Esos ataques causan daños desproporcionadamente graves en los inversores de bajo nivel, quienes carecen de los recursos necesarios para implementar medidas de seguridad adecuadas. Para los inversores institucionales, los riesgos son igualmente graves: un único ataque podría destruir millones de activos.Los gobiernos han tenido dificultades para mantenerse al día con la evolución de estas amenazas. Aunque las sanciones y las medidas de aplicación de la ley han logrado desmantelar redes ilícitas como el Grupo Lazarus de Corea del Norte.
Por el contrario, los ataques con llave inglesa siguen sin recibir la atención que merecen..Sin embargo, el sector privado se ha puesto a hacer el trabajo adicional.
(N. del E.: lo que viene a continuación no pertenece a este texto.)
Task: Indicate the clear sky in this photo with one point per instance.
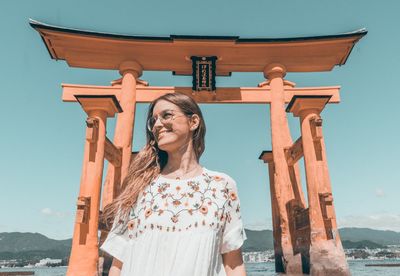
(42, 138)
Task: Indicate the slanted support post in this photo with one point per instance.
(326, 252)
(268, 158)
(286, 179)
(130, 72)
(84, 253)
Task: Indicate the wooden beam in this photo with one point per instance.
(249, 95)
(112, 153)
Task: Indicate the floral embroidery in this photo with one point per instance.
(204, 209)
(208, 197)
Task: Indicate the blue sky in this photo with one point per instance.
(42, 137)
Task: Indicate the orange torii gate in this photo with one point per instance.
(306, 237)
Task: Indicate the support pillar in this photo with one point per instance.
(326, 252)
(283, 185)
(267, 157)
(84, 253)
(130, 71)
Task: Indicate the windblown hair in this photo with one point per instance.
(150, 160)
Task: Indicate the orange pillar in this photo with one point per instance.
(326, 252)
(281, 139)
(84, 252)
(130, 71)
(267, 157)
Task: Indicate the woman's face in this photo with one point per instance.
(177, 131)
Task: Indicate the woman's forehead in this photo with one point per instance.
(162, 105)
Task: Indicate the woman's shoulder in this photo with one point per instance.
(221, 176)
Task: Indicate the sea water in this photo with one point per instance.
(357, 268)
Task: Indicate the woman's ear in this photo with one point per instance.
(194, 122)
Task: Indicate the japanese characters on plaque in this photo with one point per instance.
(203, 73)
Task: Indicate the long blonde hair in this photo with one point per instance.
(150, 160)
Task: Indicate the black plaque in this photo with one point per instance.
(203, 73)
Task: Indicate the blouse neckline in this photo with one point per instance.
(203, 170)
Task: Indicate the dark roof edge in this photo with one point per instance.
(39, 25)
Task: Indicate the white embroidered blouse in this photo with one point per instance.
(179, 227)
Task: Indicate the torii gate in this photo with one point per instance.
(306, 237)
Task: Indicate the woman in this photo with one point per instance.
(175, 217)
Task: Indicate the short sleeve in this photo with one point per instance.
(117, 239)
(233, 234)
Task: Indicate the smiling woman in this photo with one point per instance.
(175, 217)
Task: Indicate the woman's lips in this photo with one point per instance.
(161, 133)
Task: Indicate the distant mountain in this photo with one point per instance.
(37, 246)
(16, 242)
(258, 241)
(378, 236)
(351, 238)
(361, 245)
(32, 247)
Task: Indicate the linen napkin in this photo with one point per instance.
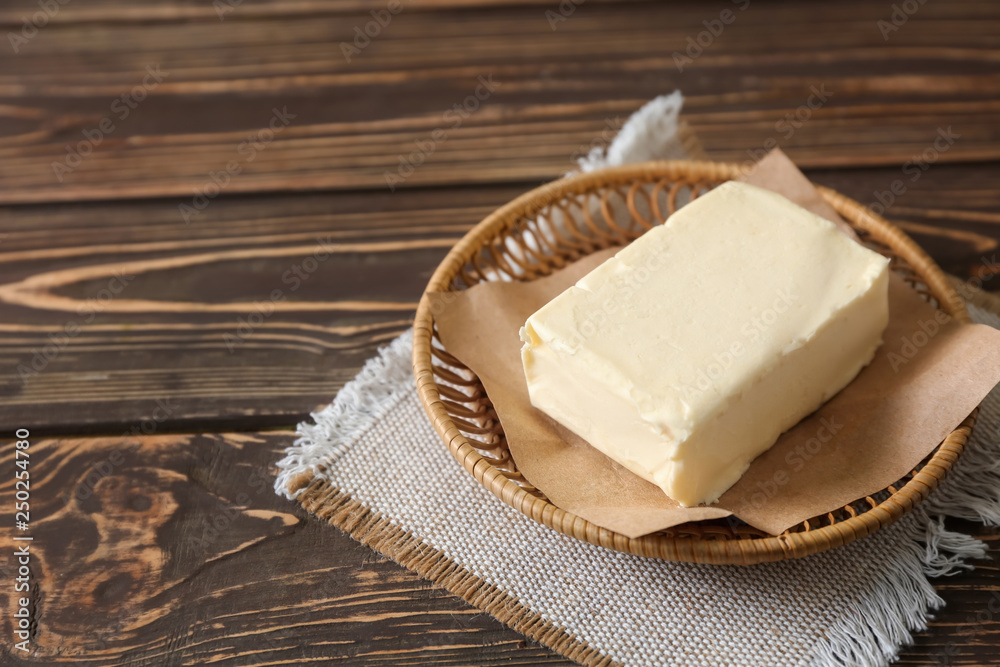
(372, 464)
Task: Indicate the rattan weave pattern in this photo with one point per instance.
(558, 223)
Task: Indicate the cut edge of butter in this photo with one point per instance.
(688, 353)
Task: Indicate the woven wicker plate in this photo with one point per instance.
(556, 224)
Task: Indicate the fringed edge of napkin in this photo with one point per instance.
(869, 637)
(374, 392)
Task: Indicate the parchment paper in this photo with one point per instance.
(929, 374)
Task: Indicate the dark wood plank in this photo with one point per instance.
(194, 339)
(174, 550)
(174, 547)
(559, 86)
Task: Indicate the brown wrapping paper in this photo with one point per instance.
(929, 374)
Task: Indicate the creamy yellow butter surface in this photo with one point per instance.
(688, 353)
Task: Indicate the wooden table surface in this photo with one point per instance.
(167, 166)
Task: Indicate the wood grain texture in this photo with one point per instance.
(558, 86)
(135, 316)
(120, 317)
(173, 549)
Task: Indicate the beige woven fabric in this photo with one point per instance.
(852, 605)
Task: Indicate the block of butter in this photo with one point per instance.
(688, 353)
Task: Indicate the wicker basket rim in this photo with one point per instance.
(692, 549)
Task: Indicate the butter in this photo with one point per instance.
(688, 353)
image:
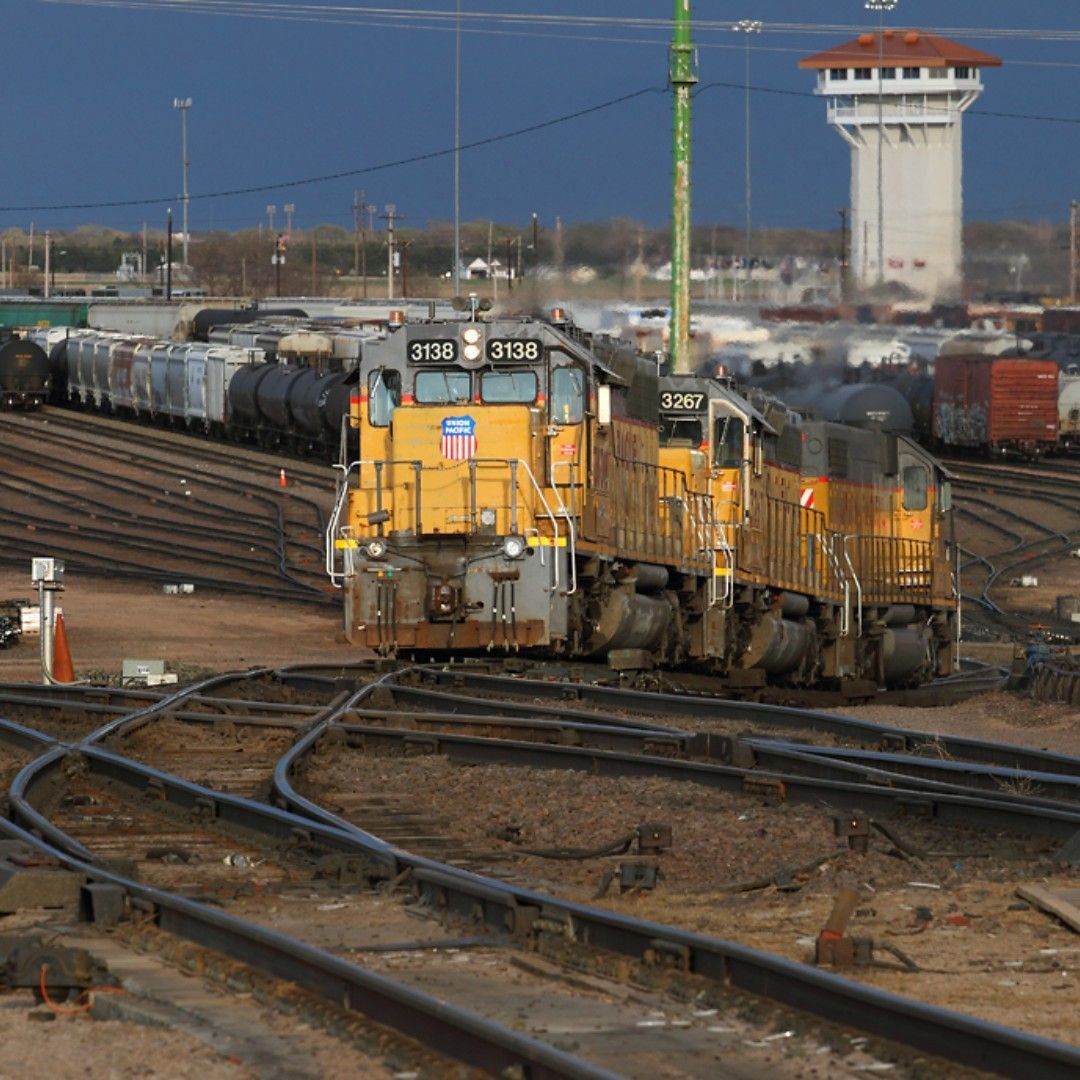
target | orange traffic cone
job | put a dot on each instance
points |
(63, 672)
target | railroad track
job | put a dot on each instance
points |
(104, 783)
(158, 514)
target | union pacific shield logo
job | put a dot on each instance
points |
(459, 437)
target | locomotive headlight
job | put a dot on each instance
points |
(376, 549)
(471, 343)
(514, 547)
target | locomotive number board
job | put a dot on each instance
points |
(432, 350)
(521, 350)
(679, 402)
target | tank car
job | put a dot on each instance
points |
(996, 405)
(25, 374)
(842, 531)
(1068, 412)
(521, 485)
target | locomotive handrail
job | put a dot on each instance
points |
(854, 578)
(333, 526)
(831, 557)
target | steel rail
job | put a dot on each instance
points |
(444, 1027)
(941, 1031)
(669, 705)
(928, 1028)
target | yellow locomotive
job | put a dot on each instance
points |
(516, 484)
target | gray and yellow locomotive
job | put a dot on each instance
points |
(517, 484)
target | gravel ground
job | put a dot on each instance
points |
(952, 914)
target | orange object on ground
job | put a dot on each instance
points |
(63, 672)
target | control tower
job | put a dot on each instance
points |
(898, 98)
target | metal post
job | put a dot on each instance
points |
(169, 255)
(46, 601)
(1074, 251)
(390, 250)
(844, 252)
(747, 26)
(184, 104)
(457, 154)
(355, 233)
(880, 7)
(683, 76)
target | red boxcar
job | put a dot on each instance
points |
(998, 404)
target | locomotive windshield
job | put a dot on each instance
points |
(728, 442)
(442, 388)
(567, 394)
(682, 430)
(508, 388)
(383, 396)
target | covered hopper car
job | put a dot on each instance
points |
(520, 485)
(996, 405)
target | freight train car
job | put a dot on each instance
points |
(25, 375)
(510, 491)
(1068, 413)
(996, 404)
(212, 388)
(855, 521)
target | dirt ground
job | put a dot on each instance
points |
(108, 621)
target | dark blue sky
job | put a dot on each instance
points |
(89, 112)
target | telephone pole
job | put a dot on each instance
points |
(683, 77)
(183, 104)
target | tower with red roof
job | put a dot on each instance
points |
(898, 98)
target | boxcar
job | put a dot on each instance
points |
(996, 404)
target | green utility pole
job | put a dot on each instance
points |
(683, 76)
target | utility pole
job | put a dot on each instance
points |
(750, 27)
(183, 104)
(1074, 251)
(683, 77)
(844, 252)
(391, 211)
(169, 255)
(457, 153)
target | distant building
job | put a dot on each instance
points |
(902, 94)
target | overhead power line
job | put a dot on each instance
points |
(326, 177)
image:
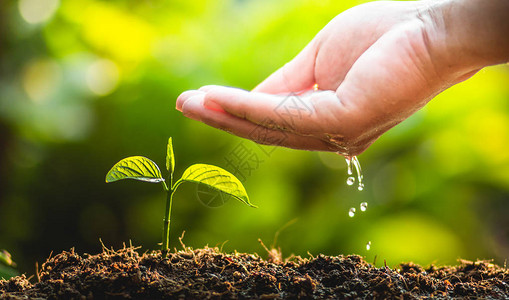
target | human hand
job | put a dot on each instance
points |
(375, 65)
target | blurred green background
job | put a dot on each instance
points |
(85, 83)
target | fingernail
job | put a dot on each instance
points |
(182, 98)
(211, 105)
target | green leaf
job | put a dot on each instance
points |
(135, 167)
(5, 258)
(217, 179)
(170, 158)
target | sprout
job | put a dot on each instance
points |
(143, 169)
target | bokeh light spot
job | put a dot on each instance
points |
(37, 11)
(102, 77)
(41, 79)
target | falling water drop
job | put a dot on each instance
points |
(351, 162)
(349, 165)
(357, 166)
(351, 212)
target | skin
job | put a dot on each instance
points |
(374, 64)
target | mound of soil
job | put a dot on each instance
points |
(209, 274)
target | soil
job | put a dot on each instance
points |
(209, 274)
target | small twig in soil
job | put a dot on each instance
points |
(37, 272)
(222, 245)
(181, 240)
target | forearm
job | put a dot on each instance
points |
(468, 35)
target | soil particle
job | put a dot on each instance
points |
(208, 274)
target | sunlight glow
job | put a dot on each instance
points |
(102, 77)
(37, 11)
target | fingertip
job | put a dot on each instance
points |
(182, 98)
(191, 107)
(211, 105)
(208, 87)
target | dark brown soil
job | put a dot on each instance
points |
(209, 274)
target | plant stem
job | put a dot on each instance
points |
(166, 221)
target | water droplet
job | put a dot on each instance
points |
(349, 165)
(357, 166)
(351, 162)
(351, 212)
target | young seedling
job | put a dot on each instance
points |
(143, 169)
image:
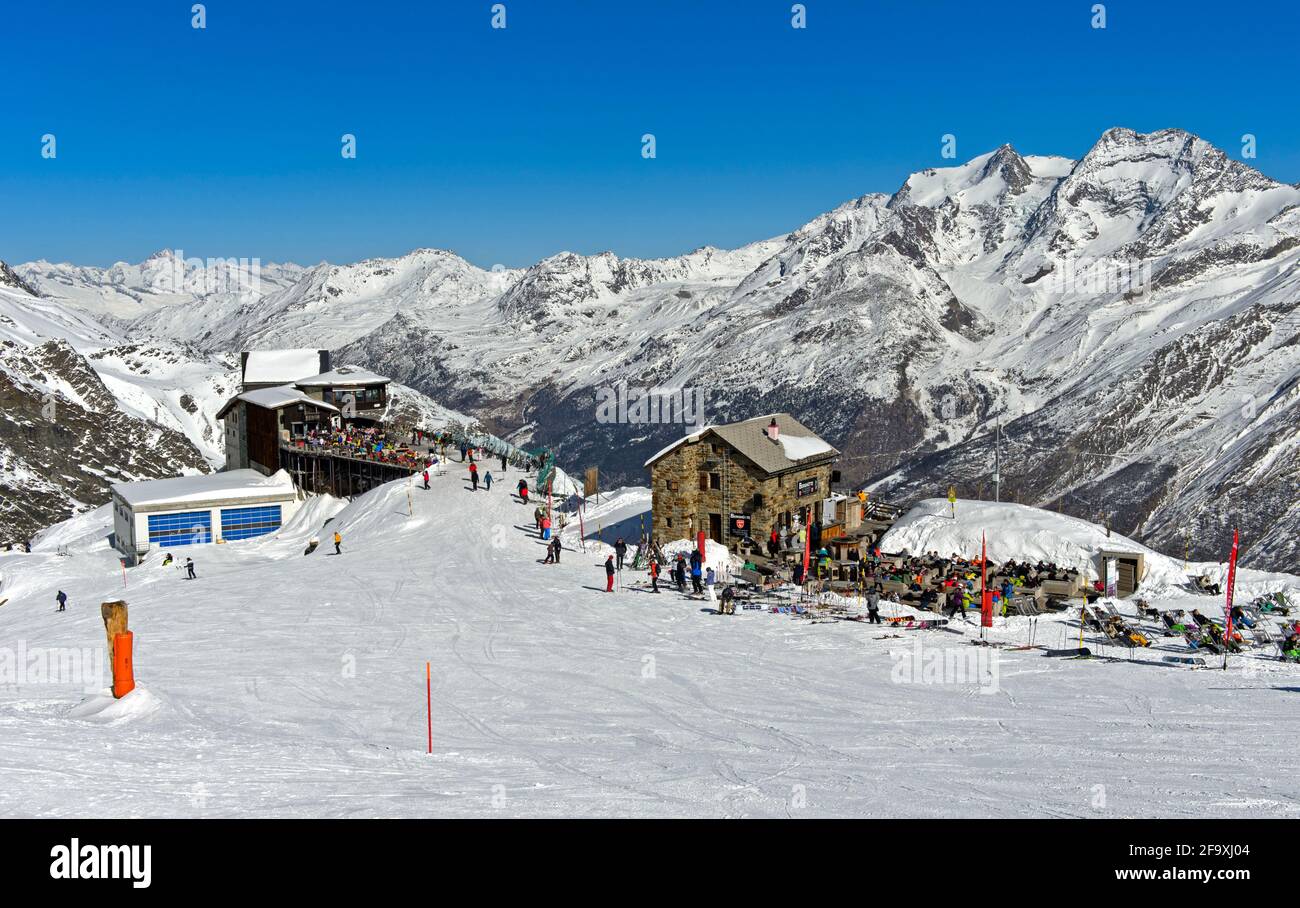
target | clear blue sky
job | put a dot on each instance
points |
(511, 145)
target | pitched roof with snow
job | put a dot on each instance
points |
(274, 398)
(181, 491)
(796, 444)
(342, 377)
(280, 367)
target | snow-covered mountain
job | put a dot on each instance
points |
(83, 405)
(1130, 318)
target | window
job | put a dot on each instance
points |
(187, 528)
(248, 522)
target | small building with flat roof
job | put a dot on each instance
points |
(195, 510)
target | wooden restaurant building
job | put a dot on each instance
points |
(741, 480)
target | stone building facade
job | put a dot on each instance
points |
(735, 480)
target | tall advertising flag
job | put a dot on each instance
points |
(1231, 583)
(986, 604)
(807, 545)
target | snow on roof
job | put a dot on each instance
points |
(1018, 532)
(280, 367)
(284, 396)
(693, 436)
(209, 487)
(796, 442)
(345, 375)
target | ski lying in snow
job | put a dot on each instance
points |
(1078, 652)
(1184, 660)
(917, 623)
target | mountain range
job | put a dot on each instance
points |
(1125, 323)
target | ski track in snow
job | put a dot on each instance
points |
(541, 707)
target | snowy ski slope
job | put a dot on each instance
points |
(289, 686)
Firma de seguridad como BlackCloak y Hyperion Services ofrecen ahora servicios especializados para los inversores de criptomonedas, incluyendo formación en la lucha contra la vigilancia y dispositivos de atrapón.
Además, han desarrollado herramientas para rastrear activos robados de las carteras personales, una categoría de robo que antes estaba poco reportada.Para los inversores en criptomonedas, el crecimiento de los ataques de roce requiere un doble enfoque de la seguridad digital y física. Las medidas tradicionales -como los portales con múltiples firmas y la almacenamiento en frío- siguen siendo críticas. Sin embargo, se están desarrollando nuevas estrategias:Secreto operativoFue un momento de crisis de todo el mundo.“
Para no despertar la atención.Gestión descentralizada de clavesFue el único miembro de la familia a quien no murió durante la revolución.Y usando sistemas protegidos con contraseña.Seguridad personalPor el momento, ella no ha hecho comentarios al respecto.y un sistema de detección de vigilancia.El mercado también comienza a valorar estos riesgos. Los productos de seguros diseñados especialmente para los poseedores de criptomonedas están ganando popularidad. Al mismo tiempo, plataformas como T3 Financial Crime Unit también están participando en este ámbito.
Se trata de colaboraciones pioneras entre el sector público y el privado para luchar contra el robo.Los ataques con llaves de torsión representan un cambio de paradigma en la seguridad criptográfica. Combinan amenazas digitales y físicas, lo que plantea desafíos tanto para los inversores individuales como para las instituciones. A medida que el valor de los activos digitales sigue aumentando, también crecen las posibilidades de que los criminales aprovechen las vulnerabilidades existentes. Para los inversores, la lección es clara: la seguridad debe abarcar no solo el código y las claves, sino también la seguridad personal. El futuro de la propiedad de criptomonedas pertenece a aquellos que reconocen que los mayores riesgos ya no se limitan al ámbito digital.